Klare Worte und große Gesten
Anschließend unterzeichneten beide eine gemeinsame Erklärung gegen Gewalt im Namen der Religion. Die großen Themen der sechsten Auslandreise von Franziskus waren außer der Ökumene der katholisch-islamische Dialog, Religionsfreiheit sowie die Lage der bedrängten Christen und anderen Minderheiten im Nahen Osten, vor allem in Syrien und im Irak. Vor Spitzenvertretern aus Politik und Gesellschaft forderte der Papst am Freitag gleiche Rechte für muslimische, christliche und jüdische Bürger in der Türkei. Er sprach damit Diskriminierungen an, denen die christlichen Kirchen oder muslimische Minderheiten wie die Aleviten ausgesetzt sind.
Zugleich scheute Franziskus, der die argentinische Militärdiktatur erlebt hat, nicht davor zurück, sich im Gespräch mit Staatspräsident Recep Tayyip Erdogan für eine Achtung der Meinungsfreiheit einzusetzen. Erdogan nutzte den Besuch seinerseits, um seine jüngste Kritik am Westen zu erneuern, und beklagte eine zunehmende Islamfeindlichkeit im Westen.

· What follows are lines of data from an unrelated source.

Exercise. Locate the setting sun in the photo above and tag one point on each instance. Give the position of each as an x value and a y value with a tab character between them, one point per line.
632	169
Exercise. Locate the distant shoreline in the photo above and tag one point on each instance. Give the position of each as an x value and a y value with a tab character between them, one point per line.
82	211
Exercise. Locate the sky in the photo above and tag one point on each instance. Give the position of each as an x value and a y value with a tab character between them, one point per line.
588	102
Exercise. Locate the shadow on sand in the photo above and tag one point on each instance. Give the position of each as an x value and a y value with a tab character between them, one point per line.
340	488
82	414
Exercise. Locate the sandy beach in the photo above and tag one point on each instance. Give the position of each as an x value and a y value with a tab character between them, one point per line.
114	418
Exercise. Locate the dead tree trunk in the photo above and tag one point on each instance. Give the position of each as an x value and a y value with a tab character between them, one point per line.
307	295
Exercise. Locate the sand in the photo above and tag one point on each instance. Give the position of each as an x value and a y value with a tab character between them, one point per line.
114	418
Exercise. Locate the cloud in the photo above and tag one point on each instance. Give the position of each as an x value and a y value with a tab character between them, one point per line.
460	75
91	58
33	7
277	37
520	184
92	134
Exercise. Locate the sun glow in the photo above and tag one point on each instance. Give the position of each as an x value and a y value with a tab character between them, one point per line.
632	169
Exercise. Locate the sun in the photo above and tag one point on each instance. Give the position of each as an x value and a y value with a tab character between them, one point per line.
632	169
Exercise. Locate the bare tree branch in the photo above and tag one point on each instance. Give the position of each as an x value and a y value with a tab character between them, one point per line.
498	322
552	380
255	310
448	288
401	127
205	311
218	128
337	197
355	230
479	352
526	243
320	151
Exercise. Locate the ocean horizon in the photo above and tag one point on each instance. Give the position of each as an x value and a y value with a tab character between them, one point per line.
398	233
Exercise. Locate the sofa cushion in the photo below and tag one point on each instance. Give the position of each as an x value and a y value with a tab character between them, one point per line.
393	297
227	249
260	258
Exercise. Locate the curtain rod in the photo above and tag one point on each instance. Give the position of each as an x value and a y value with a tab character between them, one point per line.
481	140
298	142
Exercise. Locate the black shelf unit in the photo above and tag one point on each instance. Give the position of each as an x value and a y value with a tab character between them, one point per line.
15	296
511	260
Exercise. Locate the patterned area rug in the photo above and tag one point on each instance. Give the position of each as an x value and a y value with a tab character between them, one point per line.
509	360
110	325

Aufruf gegen religiösen Fanatismus
Franziskus ließ sich nicht auf gegenseitige Schuldzuweisungen zwischen westlicher und islamischer Welt ein. Das Oberhaupt der römisch-katholischen Kirche rief Muslime und Christen zum gemeinsamen Kampf gegen religiösen Fanatismus und Fundamentalismus auf. Mit Blick auf das grausame Treiben der Terrormiliz "Islamischer Staat" in den Nachbarländern Syrien und Irak bekräftigte er, dass ein "ungerechter Aggressor" im Einklang mit dem Völkerrecht gestoppt werden müsse.
Jubelnde Massen begrüßten Franziskus in der Türkei ebenso wenig, wie dies bei seinen Vorgängern der Fall war. Vom Papst wurde auf den Straßen von Ankara und Istanbul wenig Notiz genommen. Der Vatikan hatte damit gerechnet und den offenen Geländewagen in Rom gelassen.
"Viva Papa"-Rufe gab es am Samstag nur in der katholischen Heilig-Geist-Kirche in Istanbul, wo sich einige hundert Katholiken und Christen anderer Konfessionen zum Gottesdienst mit dem Papst versammelt hatten. Zu den politischen Gesprächen von Franziskus in Ankara sagte Vatikansprecher Federico Lombardi, solche Termine seien bekanntlich "nicht ganz sein Milieu".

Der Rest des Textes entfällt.